On this day in 1989 a 7.1 earthquake rocked the San Francisco Bay area at 5:04 local time during the height of the rush hour commute home. 63 people were reported killed and over 100,000 buildings were reported as damaged, along with large portions of the infrastructure. Many people nationwide saw the aftermath unfold while waiting to see the World Series dubbed the "Battle of the Bay" between the Oakland A's and the San Francisco Giants. It experienced a 10 day delay before resuming. The Golden Gate Bridge remained undamaged, despite reports of it swaying heavily from side to side, but the Bay Bridge experienced a large section of it's upper deck road collapsing onto the lower deck.
On this day in 1777 the American colonists win the Battle of Saratoga against the British during the American Revolution. Many argue that this was the most important victory for the Americans during the war as it convinced France to intervene on their side. It also prevented the British from cutting New England off from the rest of the colonies. Under the command of General John Burgoyne, the British surrendered their 5,000 man army at the village of Saratoga after failing to break the American line.

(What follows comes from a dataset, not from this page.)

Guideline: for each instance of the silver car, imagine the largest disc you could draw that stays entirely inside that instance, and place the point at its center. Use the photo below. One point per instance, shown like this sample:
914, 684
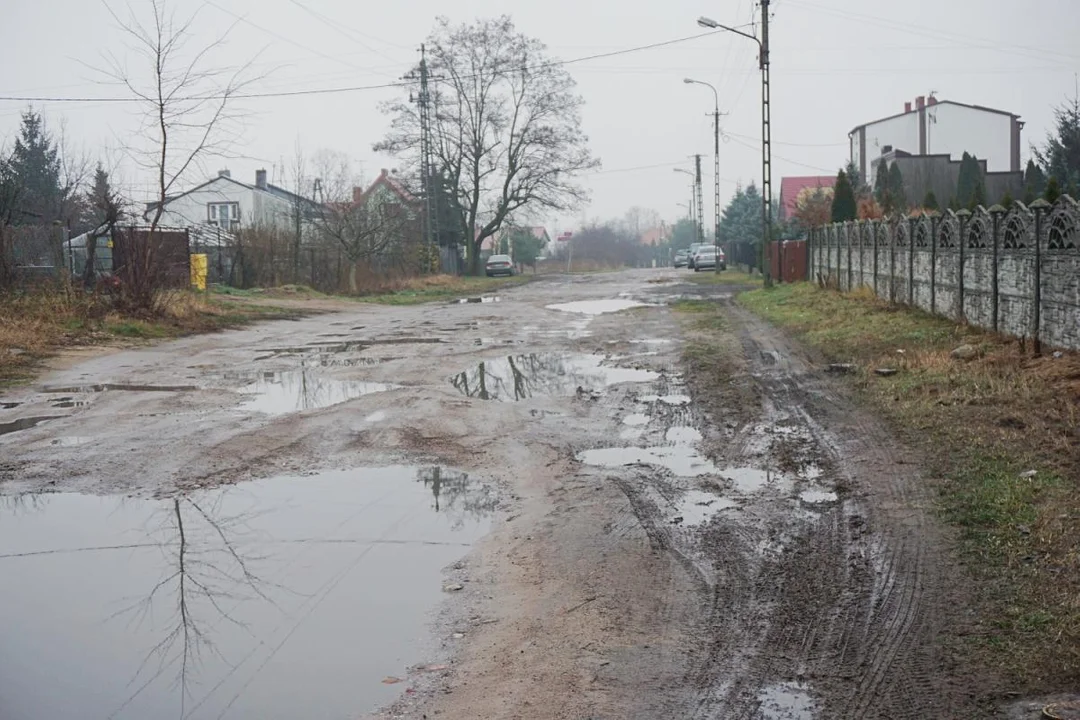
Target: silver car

On this day in 1974 president Gerald Ford was brought before Congress to explain why he pardoned his predecessor Richard Nixon. By granting the pardon, Nixon could not be legally pursued for the Watergate scandal that forced him to resign the office of the president. Some said this was a back door deal that was a thank you by Ford to Nixon for naming him vice president 2 years prior. Ford's explanation was that he wanted the nation to begin healing and the quickest way to do so was to grant the pardon so everyone could move on. And you wonder why he wasn't re-elected.
I would also like to take this opportunity to wish my dear old dad a Happy Birthday!